If Whitlock deliberately left them out, then I guess that makes this column "edgy".  If he didn't consider them, then I guess the "thought-provoking" columnist failed to provoke any of his own thought.  I just hope his bizarre and idiotic rantings aren't meant to be "challeng[ing] widely held assumptions along the racial divide."  That would bring up all sorts of new and disturbing questions.

Whitlock is trying to have it both ways.  He's trying to not be the morality police, but then he's morally judging McNair while completely ignoring the young woman, except as an object of sexual gratification.  It's sexist and moralizing in the worst possible way.  If this appeared in a blog, I would dismiss it as the two-cent rant of a fool who could be readily ignored, but Whitlock is pretty close to being a major journalist.  I've seen him on ESPN as I recall.  He has a regular column at FoxSports.  He has a regular column in a major daily newspaper.  He's big time, and he's a damn fool.  Or at least, he's said extremely foolish things in print twice this week.

This is the kind of deliberately provocative writing that I know sells papers, that I know drives links and hits, but that I absolutely refuse to engage in myself.  And by "provocative" I mean in the derogatory sense of intending to provoke, not in the neutral sense of "thought-provoking".  He's trying to make people hate him and thereby drive up his traffic and his salary, much in the way a Paul Finebaum will.  My covenant with you, the reader, is that I will never insult your intelligence by just trying to be controversial for the sake of being controversial.  

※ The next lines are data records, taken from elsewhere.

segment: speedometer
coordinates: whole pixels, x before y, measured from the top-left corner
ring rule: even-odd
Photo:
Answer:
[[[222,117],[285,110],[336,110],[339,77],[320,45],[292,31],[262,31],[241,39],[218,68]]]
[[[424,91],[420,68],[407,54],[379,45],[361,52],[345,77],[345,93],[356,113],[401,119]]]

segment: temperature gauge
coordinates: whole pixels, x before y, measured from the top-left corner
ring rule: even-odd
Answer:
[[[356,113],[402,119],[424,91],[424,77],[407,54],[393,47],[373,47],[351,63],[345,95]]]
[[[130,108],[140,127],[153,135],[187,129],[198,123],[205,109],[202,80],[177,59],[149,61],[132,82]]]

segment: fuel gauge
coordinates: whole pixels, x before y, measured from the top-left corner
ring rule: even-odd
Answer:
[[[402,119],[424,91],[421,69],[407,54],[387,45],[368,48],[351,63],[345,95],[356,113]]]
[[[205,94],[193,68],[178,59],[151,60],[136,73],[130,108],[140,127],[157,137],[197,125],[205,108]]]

Alright, I guess I have to say what I think of this situation with Steve McNair and Jenny Kazemi.  We do not know what was going on in the McNair marriage.  We don't know.  We don't need to know.  We might never know.  It's not really our business if they were separating or divorcing or just had an arrangement whereby one or the other or both of them was not expected to be monogamous.  Whatever their arrangement, it is not for us to judge, at least not until more facts are known.  

As for him dating a 20-year old Dave & Buster's waitress, we have to break this up into two different questions, one of age and one of class.  She was much younger than he was.  She was much poorer than he was.  Neither makes a lick of difference to me.  

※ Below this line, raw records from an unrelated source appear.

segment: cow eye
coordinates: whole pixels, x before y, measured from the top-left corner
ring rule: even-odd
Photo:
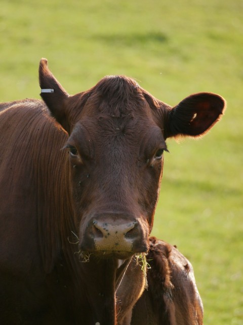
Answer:
[[[160,159],[162,157],[162,155],[164,152],[164,149],[159,149],[155,152],[155,154],[154,155],[154,158],[155,159]]]
[[[72,156],[76,156],[77,155],[77,150],[75,147],[69,147],[69,152]]]

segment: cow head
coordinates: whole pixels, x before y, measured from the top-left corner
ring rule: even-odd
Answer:
[[[200,93],[172,108],[125,76],[106,77],[71,96],[46,59],[40,61],[39,83],[43,89],[53,89],[42,92],[42,98],[68,134],[65,147],[81,249],[122,258],[147,251],[166,138],[205,134],[223,114],[224,100]]]

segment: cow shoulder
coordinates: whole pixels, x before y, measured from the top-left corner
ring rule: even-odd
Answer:
[[[202,305],[189,262],[174,246],[150,238],[148,287],[133,311],[132,325],[202,324]]]

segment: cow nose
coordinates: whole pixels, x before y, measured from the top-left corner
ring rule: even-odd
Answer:
[[[142,228],[136,220],[94,218],[80,243],[85,250],[97,252],[145,252],[147,244]]]

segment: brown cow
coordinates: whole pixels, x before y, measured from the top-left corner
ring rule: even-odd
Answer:
[[[39,83],[0,106],[0,323],[201,323],[189,263],[149,237],[166,139],[206,133],[224,100],[172,108],[124,76],[71,96],[45,59]]]

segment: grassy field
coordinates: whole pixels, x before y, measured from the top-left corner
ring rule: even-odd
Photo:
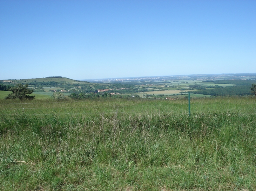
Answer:
[[[0,190],[255,190],[256,99],[0,100]]]

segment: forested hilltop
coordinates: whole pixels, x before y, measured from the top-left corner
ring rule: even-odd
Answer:
[[[146,79],[119,81],[109,80],[96,82],[76,80],[62,76],[49,76],[0,80],[0,91],[8,91],[11,87],[21,83],[28,84],[28,88],[33,90],[34,94],[37,94],[38,97],[39,95],[42,97],[51,96],[55,92],[59,92],[62,94],[63,97],[65,96],[73,99],[95,99],[112,96],[124,98],[128,96],[132,97],[166,99],[186,97],[188,91],[192,97],[195,97],[249,95],[252,95],[252,84],[256,82],[254,77],[250,78],[248,76],[247,78],[249,79],[230,79],[230,78],[226,80],[218,80],[220,77],[218,76],[216,78],[218,80],[214,80],[212,76],[208,77],[208,80],[206,77],[204,79],[206,80],[204,80],[195,79],[194,76],[190,79],[192,80],[189,78],[186,79],[185,77],[182,79],[176,78],[167,80],[168,78],[165,77],[151,78],[147,80]],[[223,78],[224,78],[224,77]]]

In my line of work, I see a lot of people who are older than Steve McNair was getting with partners who are younger than Jenny Kazemi was.  She was a young adult, but she was an adult.  She could make her own choices in life, including the choice to have a relationship with an older man.  This was not a 15 year old girl here.  This was someone beyond high school age whose choices may be good ones, may be bad ones, but are 100% hers.  She's a young woman, but no longer insulated from her mistakes.  She was at an age where she was free to make her mistakes and to learn from them, and if spending time with Steve McNair was a mistake, then under normal circumstances you would not expect that mistake to result in deaths.  Normally it would just result in heartbreak and a good lesson learned.  Why this one was different is something we do not know yet.

The next question, the one of class, seems to be as important here as the one of age.  Steve McNair was rich.  He could afford to take this waitress parasailing for vacation, buy her an escalade, and generally show her the nicer and finer things in life.  Media outlets, including Mr. Whitlock above, seem to indicate or at least imply that he dazzled her off of her feet and into his bed.

Again, is it wrong or impossible for people of different classes to have a relationship?  I don't see why or how.  Yes, there is a very big power differential there, but nothing in this situation removes the element of choice and free will from her side of the equation.  He's not her boss.  He's not her landlord.  He was her customer at a restaurant.  Those are very different dynamics, and I see no reason to judge.

We can feel terrible in this situation for the lives that are lost and for the ALL the families that are affected.  Let's not use this as an excuse to denigrate, however.